Later, on the whale day, I drove further west with my sister to see if we could spot more whales but saw none. It was a beautiful day to look at the sea spread before us from one end of the county to the other. On our way home we stopped at one of the small beaches which my sister had never visited and walked the rocks and looked at limpets and barnacles. I told her how one of my friends, out on the tear in a pub far away to the north and west, realised, as he was getting cigarettes, that the illuminated picture on the front of the machine was in fact this very beach. Nature, it gets everywhere.

The day after the dolphins it was raining again.

Image of the Week: Buzzard

DSC_0867.JPGLike last week I again decided to choose an image from a list instead of thumbnails. This is a bad picture of a buzzard I was watching during the week as she cruised over the fields looking for breakfast. Buzzards were rare here in Ireland but have begun to spread naturally in the last ten years. I saw my first Irish one in 2013. I was speeding along on my bike when I saw it. I was so excited I nearly fell off the bike…

‘Its a bloody eagle!’ I yelled to no one in particular.

Our buzzards are not the same as the in the U.S. and though they feed on carrion they do eat small mammals and birds. While they can be seen hunting on the wing they also favour sitting on fence posts and telegraph poles keeping an eye out for rats and the like. Some people believe the decline of the grey squirrel, once the scourge of the red squirrel population, is due to the return of the buzzard. What goes aroundcomes around.
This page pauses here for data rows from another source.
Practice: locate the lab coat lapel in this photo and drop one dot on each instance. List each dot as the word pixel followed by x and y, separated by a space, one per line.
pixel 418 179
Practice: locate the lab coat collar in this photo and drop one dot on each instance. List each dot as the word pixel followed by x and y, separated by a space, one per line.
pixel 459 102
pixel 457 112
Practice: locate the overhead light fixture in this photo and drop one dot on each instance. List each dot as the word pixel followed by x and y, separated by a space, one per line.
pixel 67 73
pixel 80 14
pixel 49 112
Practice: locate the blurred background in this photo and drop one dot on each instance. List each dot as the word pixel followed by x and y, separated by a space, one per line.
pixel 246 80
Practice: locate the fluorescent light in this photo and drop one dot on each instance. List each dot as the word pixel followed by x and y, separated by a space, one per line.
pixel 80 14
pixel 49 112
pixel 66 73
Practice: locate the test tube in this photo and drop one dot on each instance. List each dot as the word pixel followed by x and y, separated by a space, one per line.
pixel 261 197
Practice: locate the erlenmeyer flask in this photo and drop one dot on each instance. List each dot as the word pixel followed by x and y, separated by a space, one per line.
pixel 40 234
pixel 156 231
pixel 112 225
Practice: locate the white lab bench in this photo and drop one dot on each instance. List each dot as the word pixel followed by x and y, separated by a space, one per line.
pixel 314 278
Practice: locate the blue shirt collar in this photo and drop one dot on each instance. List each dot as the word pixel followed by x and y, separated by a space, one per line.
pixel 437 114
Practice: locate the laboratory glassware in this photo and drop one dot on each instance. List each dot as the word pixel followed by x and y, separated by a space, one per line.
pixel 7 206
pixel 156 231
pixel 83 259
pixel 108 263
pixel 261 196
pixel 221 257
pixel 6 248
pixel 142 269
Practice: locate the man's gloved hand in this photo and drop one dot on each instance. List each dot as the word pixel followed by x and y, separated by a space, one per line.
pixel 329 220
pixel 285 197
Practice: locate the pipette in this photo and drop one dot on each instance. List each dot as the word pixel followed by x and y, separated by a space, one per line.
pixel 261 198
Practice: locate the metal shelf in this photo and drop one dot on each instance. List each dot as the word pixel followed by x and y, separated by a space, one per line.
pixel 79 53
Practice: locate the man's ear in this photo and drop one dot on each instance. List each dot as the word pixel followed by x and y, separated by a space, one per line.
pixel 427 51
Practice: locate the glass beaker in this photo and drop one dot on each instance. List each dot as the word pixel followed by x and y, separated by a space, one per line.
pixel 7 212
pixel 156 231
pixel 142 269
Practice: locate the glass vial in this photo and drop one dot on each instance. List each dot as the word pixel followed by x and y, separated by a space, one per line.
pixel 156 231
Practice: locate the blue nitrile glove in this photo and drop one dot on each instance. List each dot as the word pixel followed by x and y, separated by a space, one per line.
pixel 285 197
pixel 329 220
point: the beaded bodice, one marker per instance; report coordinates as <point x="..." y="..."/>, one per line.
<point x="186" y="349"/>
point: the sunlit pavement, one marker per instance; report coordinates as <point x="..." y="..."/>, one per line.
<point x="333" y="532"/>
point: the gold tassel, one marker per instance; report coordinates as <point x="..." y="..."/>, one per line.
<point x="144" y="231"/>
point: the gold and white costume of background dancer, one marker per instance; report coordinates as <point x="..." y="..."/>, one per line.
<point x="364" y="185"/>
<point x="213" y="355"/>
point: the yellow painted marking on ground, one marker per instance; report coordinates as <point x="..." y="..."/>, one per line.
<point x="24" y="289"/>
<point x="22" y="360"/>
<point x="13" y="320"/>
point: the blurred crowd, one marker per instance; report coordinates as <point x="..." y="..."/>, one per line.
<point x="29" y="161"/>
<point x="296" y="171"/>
Though the buzzard is very useful in the countryside in controlling the rat population and cleaning up carrion – not to mention that they are uplifting to see – there are still people who will shoot and poison them in case they start carrying off their dogs or cows or horses. As if. For, while at first our buzzard looks fierce and majestic, that is only a front. They are no good at catching birds on the wing.They are noisy when diving, scaring off any prey. They seem to be scared of just about everything and are often seen being chased by crows – this one was chased off by my rabble of doughty sparrows.  To top it all their feathers make them look like they are wearing a brown ‘Christmas Jumper’ all of which seems to make them pathetic characters. A sort of low end eagle. Or perhaps an Irish eagle. But they are ours and long may they soar.